An anonymous reader sends an update on the trial of Ross Ulbricht, the man behind the Silk Road online black market. Sentencing is now complete, and Ulbricht has been given life in prison. He had been facing a 20-year minimum because of the charge of being a "drug kingpin," and prosecutors were asking for a sentence substantially higher than the minimum. Prior to the sentence being handed down today, Ulbricht spoke before the court for 20 minutes, asking for leniency and for the judge to leave him a "light at the end of the tunnel." The judge was unswayed, giving Ulbricht the most severe sentence possible. She said, "The stated purpose [of the silk road] was to be beyond the law. ... Silk Road's birth and presence asserted that its creator was better than the laws of this country. This is deeply troubling, terribly misguided, and very dangerous." Ulbricht's family plans to appeal.

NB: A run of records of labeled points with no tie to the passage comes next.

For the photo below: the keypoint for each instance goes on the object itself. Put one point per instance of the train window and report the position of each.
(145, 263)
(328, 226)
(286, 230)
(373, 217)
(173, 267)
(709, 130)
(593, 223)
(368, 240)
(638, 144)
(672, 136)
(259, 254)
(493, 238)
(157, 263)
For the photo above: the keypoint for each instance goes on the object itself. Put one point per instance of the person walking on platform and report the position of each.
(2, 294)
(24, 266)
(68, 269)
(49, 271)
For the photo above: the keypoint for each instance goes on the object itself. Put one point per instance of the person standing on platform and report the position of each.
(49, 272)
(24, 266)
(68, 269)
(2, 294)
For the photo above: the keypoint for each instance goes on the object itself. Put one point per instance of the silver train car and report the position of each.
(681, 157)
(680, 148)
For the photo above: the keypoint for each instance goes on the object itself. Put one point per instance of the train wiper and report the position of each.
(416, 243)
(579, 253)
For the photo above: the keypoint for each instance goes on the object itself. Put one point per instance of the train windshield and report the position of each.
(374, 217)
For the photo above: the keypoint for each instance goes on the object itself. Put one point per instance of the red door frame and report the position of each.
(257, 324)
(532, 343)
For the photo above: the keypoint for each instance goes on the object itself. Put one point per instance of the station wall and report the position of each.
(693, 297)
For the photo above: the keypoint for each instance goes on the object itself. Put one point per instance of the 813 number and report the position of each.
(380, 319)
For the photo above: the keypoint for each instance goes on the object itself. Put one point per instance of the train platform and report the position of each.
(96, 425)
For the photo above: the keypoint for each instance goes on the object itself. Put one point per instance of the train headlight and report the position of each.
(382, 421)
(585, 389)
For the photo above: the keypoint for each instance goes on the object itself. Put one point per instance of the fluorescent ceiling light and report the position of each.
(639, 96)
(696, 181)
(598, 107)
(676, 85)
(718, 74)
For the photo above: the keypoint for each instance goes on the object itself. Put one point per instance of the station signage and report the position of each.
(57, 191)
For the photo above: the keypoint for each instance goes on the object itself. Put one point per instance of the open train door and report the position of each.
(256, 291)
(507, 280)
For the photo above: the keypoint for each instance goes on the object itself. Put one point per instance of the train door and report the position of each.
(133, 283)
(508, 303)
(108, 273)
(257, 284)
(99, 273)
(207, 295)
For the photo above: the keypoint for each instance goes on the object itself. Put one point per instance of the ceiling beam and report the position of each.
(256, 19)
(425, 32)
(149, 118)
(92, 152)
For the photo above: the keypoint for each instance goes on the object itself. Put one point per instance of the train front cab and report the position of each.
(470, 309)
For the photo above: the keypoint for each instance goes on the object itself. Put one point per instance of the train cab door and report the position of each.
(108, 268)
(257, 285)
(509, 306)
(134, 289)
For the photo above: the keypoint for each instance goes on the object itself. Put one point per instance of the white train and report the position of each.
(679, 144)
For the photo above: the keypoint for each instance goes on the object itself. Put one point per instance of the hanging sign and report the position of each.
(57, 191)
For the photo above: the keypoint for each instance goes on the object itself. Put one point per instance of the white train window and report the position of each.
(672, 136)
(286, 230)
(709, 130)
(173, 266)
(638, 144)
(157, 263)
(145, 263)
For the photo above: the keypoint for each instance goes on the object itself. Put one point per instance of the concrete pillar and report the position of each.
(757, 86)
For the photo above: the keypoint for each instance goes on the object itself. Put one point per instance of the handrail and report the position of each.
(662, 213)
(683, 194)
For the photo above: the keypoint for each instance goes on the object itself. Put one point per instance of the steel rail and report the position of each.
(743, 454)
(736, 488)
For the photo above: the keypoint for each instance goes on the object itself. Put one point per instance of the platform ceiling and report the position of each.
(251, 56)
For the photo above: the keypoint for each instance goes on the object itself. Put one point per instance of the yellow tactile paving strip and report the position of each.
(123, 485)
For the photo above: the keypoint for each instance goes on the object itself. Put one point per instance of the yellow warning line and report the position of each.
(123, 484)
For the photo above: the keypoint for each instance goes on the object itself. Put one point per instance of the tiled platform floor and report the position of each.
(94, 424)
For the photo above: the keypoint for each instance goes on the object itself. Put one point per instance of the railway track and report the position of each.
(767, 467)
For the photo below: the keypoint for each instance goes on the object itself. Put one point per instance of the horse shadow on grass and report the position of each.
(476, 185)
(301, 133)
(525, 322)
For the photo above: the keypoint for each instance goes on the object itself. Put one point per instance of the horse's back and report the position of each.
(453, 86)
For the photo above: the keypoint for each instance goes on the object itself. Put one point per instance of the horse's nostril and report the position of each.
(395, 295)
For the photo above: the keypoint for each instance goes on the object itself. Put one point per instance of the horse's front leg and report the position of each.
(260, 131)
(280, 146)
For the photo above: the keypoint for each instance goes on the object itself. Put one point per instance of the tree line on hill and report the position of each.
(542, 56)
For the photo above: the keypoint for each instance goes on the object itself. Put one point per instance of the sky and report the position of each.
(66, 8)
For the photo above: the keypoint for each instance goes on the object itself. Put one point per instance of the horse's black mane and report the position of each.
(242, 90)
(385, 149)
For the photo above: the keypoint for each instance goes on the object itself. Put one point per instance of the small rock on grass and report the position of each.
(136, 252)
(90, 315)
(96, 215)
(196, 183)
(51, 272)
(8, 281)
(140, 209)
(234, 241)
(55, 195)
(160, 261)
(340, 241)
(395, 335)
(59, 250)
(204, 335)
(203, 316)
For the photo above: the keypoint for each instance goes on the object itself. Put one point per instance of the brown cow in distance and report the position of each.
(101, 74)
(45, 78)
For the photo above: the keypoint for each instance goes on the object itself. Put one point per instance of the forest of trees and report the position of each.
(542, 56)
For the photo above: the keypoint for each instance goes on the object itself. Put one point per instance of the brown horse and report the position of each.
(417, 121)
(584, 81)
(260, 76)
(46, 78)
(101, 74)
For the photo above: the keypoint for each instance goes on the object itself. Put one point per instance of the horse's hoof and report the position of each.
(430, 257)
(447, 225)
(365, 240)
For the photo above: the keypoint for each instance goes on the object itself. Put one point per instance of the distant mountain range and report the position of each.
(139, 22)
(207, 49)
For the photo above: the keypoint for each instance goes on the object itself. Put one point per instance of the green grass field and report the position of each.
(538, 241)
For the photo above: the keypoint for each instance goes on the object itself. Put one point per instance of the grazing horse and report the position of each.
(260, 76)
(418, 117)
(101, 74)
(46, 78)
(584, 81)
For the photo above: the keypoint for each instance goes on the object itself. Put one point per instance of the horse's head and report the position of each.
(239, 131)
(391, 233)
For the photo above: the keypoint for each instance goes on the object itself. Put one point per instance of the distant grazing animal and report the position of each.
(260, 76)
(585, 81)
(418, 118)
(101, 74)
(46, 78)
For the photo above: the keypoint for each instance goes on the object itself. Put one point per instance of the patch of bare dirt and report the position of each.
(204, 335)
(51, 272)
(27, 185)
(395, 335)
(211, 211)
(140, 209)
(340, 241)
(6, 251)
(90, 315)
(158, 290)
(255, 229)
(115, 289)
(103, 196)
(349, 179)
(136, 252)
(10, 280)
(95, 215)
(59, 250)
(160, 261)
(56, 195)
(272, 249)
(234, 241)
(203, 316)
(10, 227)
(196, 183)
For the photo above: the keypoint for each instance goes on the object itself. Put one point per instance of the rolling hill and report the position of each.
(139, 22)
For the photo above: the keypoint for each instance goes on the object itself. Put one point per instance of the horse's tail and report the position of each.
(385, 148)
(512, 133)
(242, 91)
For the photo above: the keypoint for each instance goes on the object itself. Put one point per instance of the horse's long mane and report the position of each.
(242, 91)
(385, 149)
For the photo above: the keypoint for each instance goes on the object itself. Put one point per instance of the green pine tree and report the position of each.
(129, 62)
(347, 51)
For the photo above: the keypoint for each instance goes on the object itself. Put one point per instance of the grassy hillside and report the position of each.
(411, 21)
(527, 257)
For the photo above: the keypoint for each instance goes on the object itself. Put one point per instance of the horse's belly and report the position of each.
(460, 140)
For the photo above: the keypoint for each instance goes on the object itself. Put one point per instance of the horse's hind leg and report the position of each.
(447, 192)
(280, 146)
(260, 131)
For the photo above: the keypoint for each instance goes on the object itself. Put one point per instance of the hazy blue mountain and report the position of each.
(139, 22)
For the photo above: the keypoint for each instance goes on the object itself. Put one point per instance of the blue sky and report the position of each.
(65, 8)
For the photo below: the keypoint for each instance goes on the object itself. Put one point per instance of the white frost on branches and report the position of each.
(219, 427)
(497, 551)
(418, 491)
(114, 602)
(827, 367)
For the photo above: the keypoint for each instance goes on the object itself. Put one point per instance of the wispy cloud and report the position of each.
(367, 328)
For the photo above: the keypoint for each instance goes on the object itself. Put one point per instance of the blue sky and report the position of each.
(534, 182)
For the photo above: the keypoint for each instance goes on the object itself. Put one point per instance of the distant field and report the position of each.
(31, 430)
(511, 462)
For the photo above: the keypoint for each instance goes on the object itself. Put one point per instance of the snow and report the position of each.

20 of 363 comments (clear)

  1. outrageous by MrNJ · · Score: 5, Insightful

    All he did was facilitate transactions among consenting adults.
    Something is wrong with our country.

    --
    I don't respond to or upvote ACs
    1. Re:outrageous by EmeraldBot · · Score: 4, Informative

      I don't know of any country on earth where heroin, methamphetamine etc. can be bought and sold freely among consenting adults. So you probably should say something is wrong with human society.

      I do. Portugal.

      --
      "Set a man a fire, he'll be warm for the rest of the night. Set a man afire, he'll be warm for the rest of his life."
    2. Re:outrageous by Anonymous Coward · · Score: 5, Insightful

      Posting Anon because I am Moding

      The fact that a child molester in Texas would get less time should say we have our priorities wrong.

    3. Re:outrageous by jopsen · · Score: 5, Interesting

      I don't know of any country on earth where heroin, methamphetamine etc. can be bought and sold freely among consenting adults. So you probably should say something is wrong with human society.

      Still we're talking non-violent crimes... Compare this to the money laundering schemes many major American banks have been fined for... But in which no criminal persecution took place.

    4. Re:outrageous by Anonymous Coward · · Score: 5, Informative

      That was a last resort to curb the fact that otherwise, AK47's were being trafficked right along side the illegal drugs. So they made the drugs legal and came down hard on the organizations responsible. In no way does that imply that unrestricted free trade of all objects and substances is a good idea, or beneficial to anyone.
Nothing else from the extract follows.